The Random Forest Regressor demonstrated a significant improvement over the linear regression models. Its ability to handle non-linear relationships allowed it to capture the complex patterns in the California housing data much more effectively, resulting in superior predictive performance.

**Key advantages of the Random Forest model observed in this analysis:**

- Handling Non-Linearity: Unlike linear regression, Random Forest inherently models non-linear relationships, leading to more accurate predictions, particularly for features like 'MedInc'.

- Computational Efficiency: The Random Forest model trained relatively quickly, especially compared to the iterative process of feature engineering and Gradient Descent required for linear regression.
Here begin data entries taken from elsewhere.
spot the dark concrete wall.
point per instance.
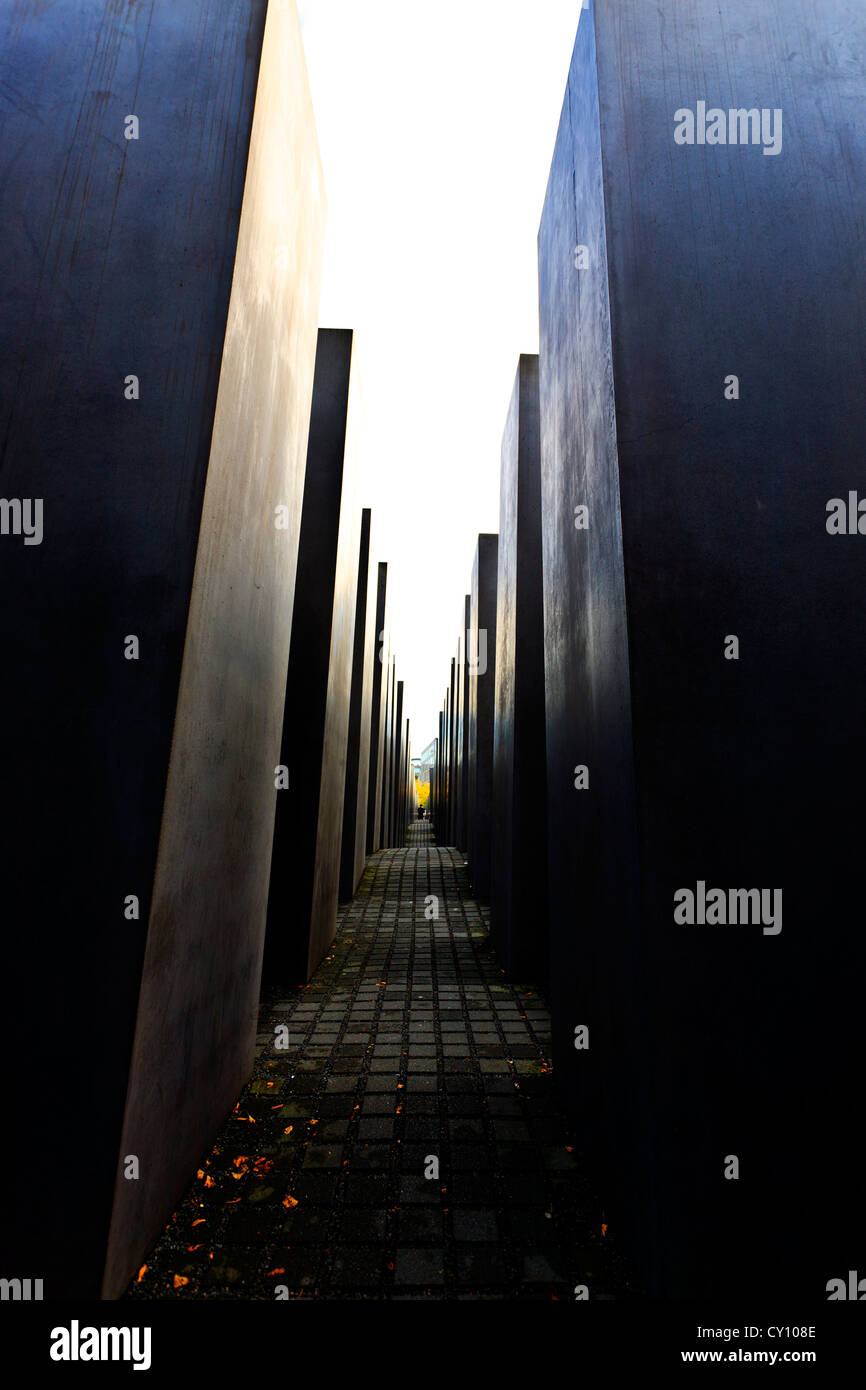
(117, 259)
(353, 852)
(519, 923)
(396, 781)
(481, 708)
(377, 715)
(706, 520)
(452, 751)
(388, 755)
(307, 829)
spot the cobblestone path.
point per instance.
(407, 1048)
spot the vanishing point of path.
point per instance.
(406, 1048)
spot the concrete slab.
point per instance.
(364, 667)
(377, 717)
(307, 829)
(701, 396)
(481, 708)
(519, 923)
(154, 388)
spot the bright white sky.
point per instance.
(437, 127)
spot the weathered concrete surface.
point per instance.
(462, 742)
(481, 708)
(396, 779)
(307, 829)
(117, 260)
(708, 520)
(452, 751)
(353, 854)
(377, 716)
(519, 923)
(388, 754)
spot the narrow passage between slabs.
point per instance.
(407, 1141)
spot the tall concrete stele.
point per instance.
(307, 831)
(163, 220)
(519, 925)
(704, 428)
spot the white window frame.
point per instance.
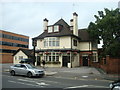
(56, 28)
(53, 54)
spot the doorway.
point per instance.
(85, 60)
(65, 61)
(38, 61)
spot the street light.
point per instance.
(34, 44)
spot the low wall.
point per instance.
(6, 58)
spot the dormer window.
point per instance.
(50, 29)
(56, 28)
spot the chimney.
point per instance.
(75, 23)
(71, 22)
(45, 24)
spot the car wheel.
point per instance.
(29, 74)
(12, 73)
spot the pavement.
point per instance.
(76, 73)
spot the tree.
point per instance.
(107, 28)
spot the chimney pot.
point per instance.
(75, 14)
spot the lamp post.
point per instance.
(34, 44)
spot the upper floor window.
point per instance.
(50, 29)
(75, 42)
(56, 28)
(52, 41)
(53, 28)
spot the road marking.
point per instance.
(41, 80)
(24, 83)
(77, 86)
(87, 86)
(39, 83)
(73, 78)
(84, 76)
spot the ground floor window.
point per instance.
(52, 57)
(95, 57)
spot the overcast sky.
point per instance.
(26, 16)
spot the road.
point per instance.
(9, 81)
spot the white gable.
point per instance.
(19, 55)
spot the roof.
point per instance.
(28, 52)
(84, 35)
(65, 31)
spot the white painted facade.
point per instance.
(17, 58)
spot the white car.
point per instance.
(26, 69)
(115, 85)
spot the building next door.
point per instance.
(38, 61)
(85, 60)
(65, 61)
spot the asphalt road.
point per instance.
(9, 81)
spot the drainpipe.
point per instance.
(71, 53)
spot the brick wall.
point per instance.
(6, 58)
(109, 65)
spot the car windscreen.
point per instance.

- No Normalization Required: Random Forest models are tree-based and thus invariant to feature scaling, eliminating the need for normalization and simplifying the data preparation process.

The success of the Random Forest Regressor in this project makes it an excellent candidate for deployment. To demonstrate this capability and make the model readily accessible, the next step will be to create a simple API (using FastAPI) to serve predictions based on user-provided housing features. This API deployment will be detailed in a separate project.